Interessante Rollenverteilung, die Hamburgs designierter Bürgermeister Olaf Scholz (SPD) und seine designierte Kultursenatorin Barbara Kisseler (parteilos) bei ihrem ersten gemeinsamen öffentlichen Auftritt gewählt haben. Während Scholz, 52, mit dem „Zauber des Neuanfangs“ den verträumten Schriftsteller Hermann Hesse zitiert, führt sich Kisseler, 61, mit dem Machtpolitiker Niccolò Machiavelli ein. „Stets gilt es zu bedenken (...), dass nichts schwieriger ist, als eine Neuordnung der Dinge“, zitiert Kisseler. Wobei die Betonung auf „Neuordnung“ liegt. Und nicht auf „schwierig“.

Grundlage dieser Neuordnung ist erstmal eine Erhöhung des Kulturetats. Die hat Scholz in Aussicht gestellt und damit den Job im Hamburger Rathaus attraktiv gemacht. Weder Scholz noch Kisseler sagen, wie hoch die Erhöhung ausfallen soll. Darüber werde man erst im Sommer reden, wenn es um den nächsten Haushalt gehe.

Kisseler will den Kulturinstitionen finanzielle Planungssicherheit bieten. Außerdem will sie der freien Szene mehr Aufmerksamkeit widmen, weil aus dieser Szene oft neue Impulse kämen – Kisseler kennt diesen Zusammenhang vor allem aus Berlin, wo sie drei Jahre lang Kulturstaatssekretärin und vier Jahre lang Chefin der Senatskanzlei war. Drittens möchte Kisseler den Künstler mehr Arbeitsräume zur Verfügung stellen – eine Forderung, die spätestens seit der Debatte um das Gängeviertel und seit der Gründung der Kreativagentur in Hamburg nicht ganz neu ist.

Das alles ist vernünftig und gut, worin aber besteht die Neuordnung? Womöglich in einem Vorgang, der dann doch nichts mit machiavellischer Machtpolitik zu tun hat. Sie frage sich vor allem, sagt Kisseler, wie sie den Dialog zwischen unterschiedlichen Kreisen der Hamburger Stadtgesellschaft produktiv in Gang bekomme. Kisseler möchte die Kultur vor „der repräsentativen Ecke“ bewahren und sie außerdem nicht der Logik des Stadtmarketings unterordnen. Für die auf soziale Abgrenzung und Profit getrimmt Kaufmannsstadt Hamburg eine durchaus umstürzlerischer Idee.

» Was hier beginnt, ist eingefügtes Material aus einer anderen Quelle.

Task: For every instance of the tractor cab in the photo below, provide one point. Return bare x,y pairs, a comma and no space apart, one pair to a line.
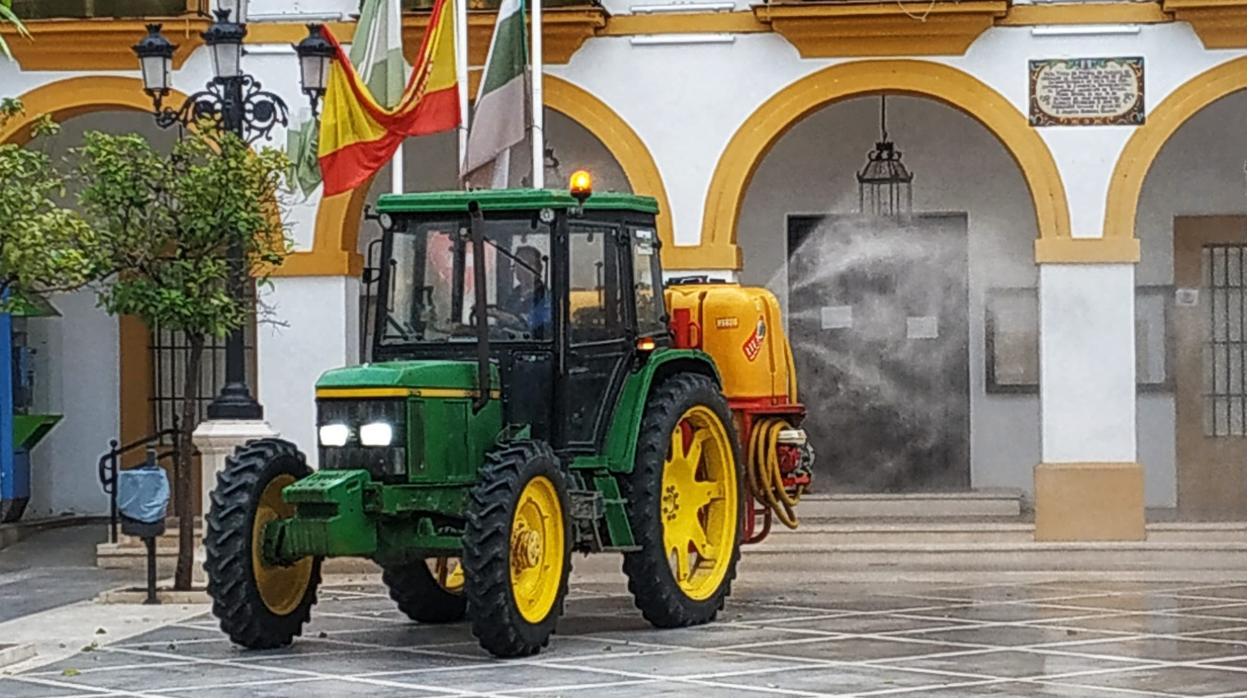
569,286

Wenn Barbara Kisseler mit ihrem leichten rheinischen Zungenschlag über diese Dinge redet, überlegt und mit einer gewissen Feierlichkeit, kann man sich gut vorstellen, dass sie die ein oder andere Veränderung hinkriegt. Als studierte Germanistin und Theaterwissenschaftlerin hat sie eine echte Affinität zur Kultur. Sie hat in diversen Kulturverwaltungen in Städten wie Düsseldorf und Berlin gearbeitet und war zehn Jahre lang Abteilungsleiterin im niedersächsischen Kulturministerium.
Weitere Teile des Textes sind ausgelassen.